This book shows that this hatred goes way back.
From "Customs and traditions of Palestine: illustrating the manners of the ancient Hebrews", by Ermete Pierotti.
In Palestine, as in the whole of Syria, especially among the ignorant Christian population, a most unfortunate prejudice is current, that the Jews, just before their Passover, try to get hold of Christians, especially of children, in order to mix their blood with unleavened bread; since, without this condiment, it would not be prepared according to the directions in the law of Moses. Unhappily this absurd fancy is not scouted as it ought to be by too many of the priests and monks of the Eastern Churches; so that sometimes the Jews are exposed to insults which give rise to serious disturbances, without having afforded by their conduct the slightest ground for such an imputation. If the Eastern clergy studied their Bibles, they would soon discredit these fables; but, as few of them know anything about that book, they are not the persons to abolish prejudices, which they foster by their preaching to the faithful from morning to night; certainly they cannot know that it was the blood of a lamb, not of a man, which was to be sprinkled on the door-posts and lintel1, and they even seem to believe that heathen leeches prescribed baths of children's blood as a cure for leprosyz; perhaps too they have heard of some Rabbinical books' in which it is said that Pharaoh bathed in the blood of children to cure his leprosy, and that his magicians ordered the same remedy for another disease, and have transformed Pharaoh into a Jew, and the children into Christians.

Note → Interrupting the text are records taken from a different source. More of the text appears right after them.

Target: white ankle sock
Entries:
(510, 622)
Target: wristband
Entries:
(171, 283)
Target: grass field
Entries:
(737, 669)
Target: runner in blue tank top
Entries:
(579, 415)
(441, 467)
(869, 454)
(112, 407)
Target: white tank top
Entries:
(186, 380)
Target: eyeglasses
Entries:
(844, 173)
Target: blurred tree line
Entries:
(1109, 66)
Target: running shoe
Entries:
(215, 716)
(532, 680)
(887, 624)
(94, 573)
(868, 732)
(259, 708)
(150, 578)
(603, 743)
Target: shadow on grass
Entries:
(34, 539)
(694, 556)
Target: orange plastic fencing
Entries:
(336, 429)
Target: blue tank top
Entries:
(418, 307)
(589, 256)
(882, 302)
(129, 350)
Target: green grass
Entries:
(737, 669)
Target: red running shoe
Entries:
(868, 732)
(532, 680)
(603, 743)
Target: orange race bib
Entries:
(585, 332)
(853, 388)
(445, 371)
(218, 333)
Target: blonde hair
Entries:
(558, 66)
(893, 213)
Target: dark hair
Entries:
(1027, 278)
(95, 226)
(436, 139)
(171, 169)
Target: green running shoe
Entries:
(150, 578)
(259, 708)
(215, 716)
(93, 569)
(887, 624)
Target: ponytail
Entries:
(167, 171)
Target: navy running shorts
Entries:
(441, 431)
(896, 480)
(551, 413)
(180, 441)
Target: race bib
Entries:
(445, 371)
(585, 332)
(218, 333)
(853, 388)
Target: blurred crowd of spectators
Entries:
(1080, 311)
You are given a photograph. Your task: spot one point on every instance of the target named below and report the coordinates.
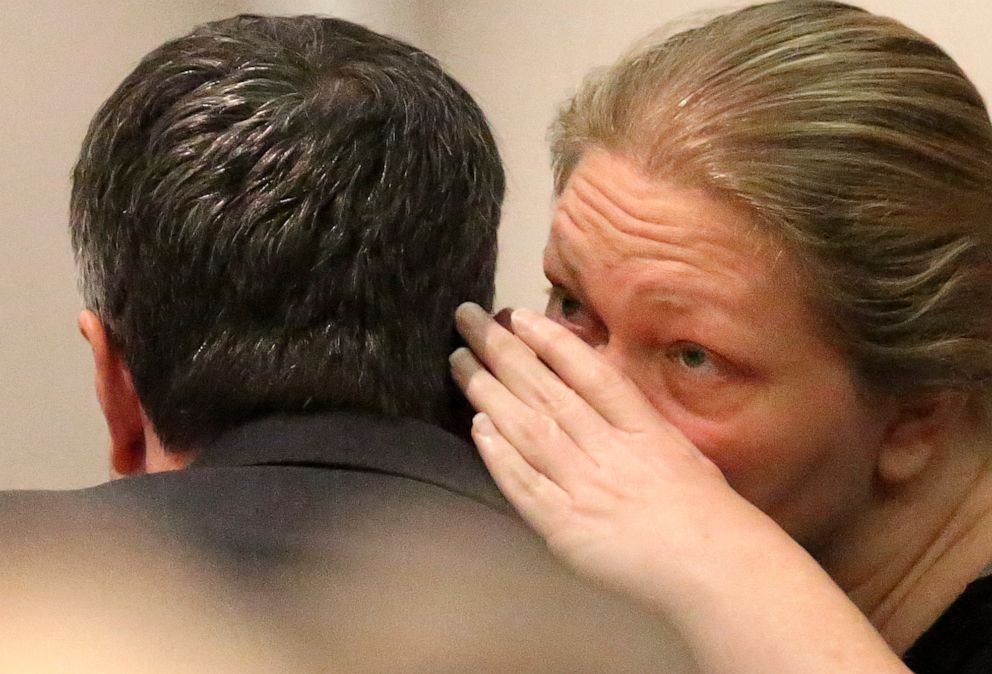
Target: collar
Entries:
(353, 440)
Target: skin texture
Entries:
(135, 447)
(706, 314)
(684, 430)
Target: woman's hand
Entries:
(583, 455)
(625, 498)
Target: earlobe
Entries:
(118, 399)
(917, 434)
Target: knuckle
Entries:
(558, 401)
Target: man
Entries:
(275, 219)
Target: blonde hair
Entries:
(858, 141)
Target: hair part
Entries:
(280, 215)
(854, 140)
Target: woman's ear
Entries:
(118, 399)
(917, 433)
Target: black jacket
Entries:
(337, 531)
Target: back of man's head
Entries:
(281, 215)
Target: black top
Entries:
(354, 537)
(960, 642)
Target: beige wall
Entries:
(60, 59)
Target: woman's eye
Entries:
(569, 306)
(692, 356)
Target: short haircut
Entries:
(280, 215)
(855, 141)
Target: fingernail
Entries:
(483, 425)
(459, 355)
(524, 319)
(469, 311)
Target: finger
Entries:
(538, 439)
(580, 367)
(539, 501)
(515, 365)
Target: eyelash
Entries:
(559, 297)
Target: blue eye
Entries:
(692, 356)
(569, 306)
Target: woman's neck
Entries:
(919, 546)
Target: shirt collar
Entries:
(358, 441)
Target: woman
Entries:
(760, 404)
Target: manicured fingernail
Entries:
(469, 312)
(460, 356)
(483, 425)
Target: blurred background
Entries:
(60, 59)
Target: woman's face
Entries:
(706, 314)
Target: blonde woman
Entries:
(760, 404)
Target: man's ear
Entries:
(917, 433)
(118, 400)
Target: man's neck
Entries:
(921, 546)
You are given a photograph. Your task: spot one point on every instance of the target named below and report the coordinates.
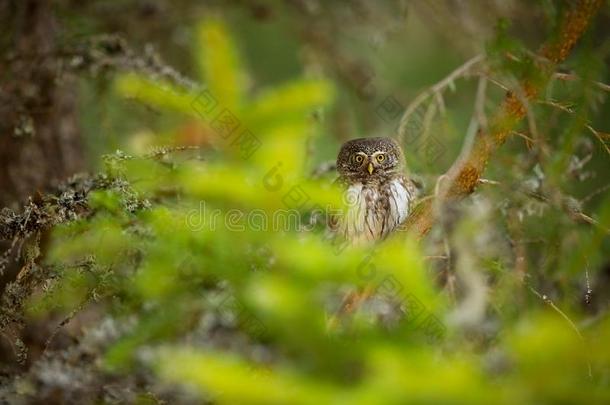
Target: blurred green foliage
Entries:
(189, 261)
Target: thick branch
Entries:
(464, 175)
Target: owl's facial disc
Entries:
(369, 158)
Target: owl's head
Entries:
(370, 158)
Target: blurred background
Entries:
(112, 294)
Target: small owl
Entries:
(377, 192)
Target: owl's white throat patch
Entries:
(374, 210)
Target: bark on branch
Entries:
(464, 175)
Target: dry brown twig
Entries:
(464, 174)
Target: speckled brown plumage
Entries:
(378, 195)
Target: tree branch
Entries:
(463, 176)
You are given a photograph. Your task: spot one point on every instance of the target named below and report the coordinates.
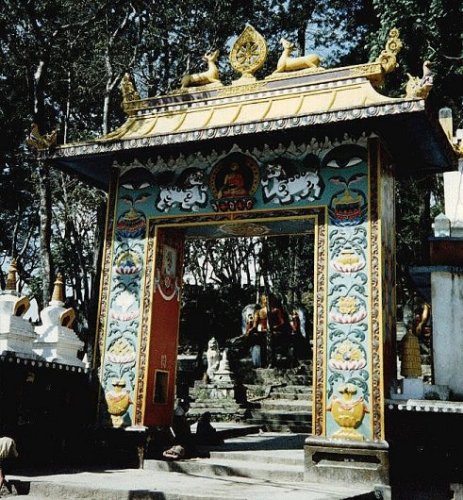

This is no exaggerated accusation, for I have heard greater absurdities from the lips of the Greek and Armenian monks in Jerusalem: for example, they have shewn me the place where Melchizedek planted the first olive after the Deluge, and where he first made bread, and a thousand similar absurdities.
However I will give an instance of the popular belief in this falsehood, which fell under my own notice. One day in 1858, on going out of my house in Jerusalem, I saw a very respectable Jew running at full speed, pursued by some Arabs, who as soon as he reached me claimed my protection against his assailants. These tried to drag him away from me; I asked what was the matter; but had only yells and incoherent exclamations in reply; so I determined to place the Jew inside my own doors for security. The Arabs, however, resisted, and though I was close to home I should not have been able to defend him had not my European servants arrived upon the scene; this reinforcement turned the tide of battle, and the enemy quickly fled, not without torn beards and conspicuous bruises from our cudgels, as a warning for the future.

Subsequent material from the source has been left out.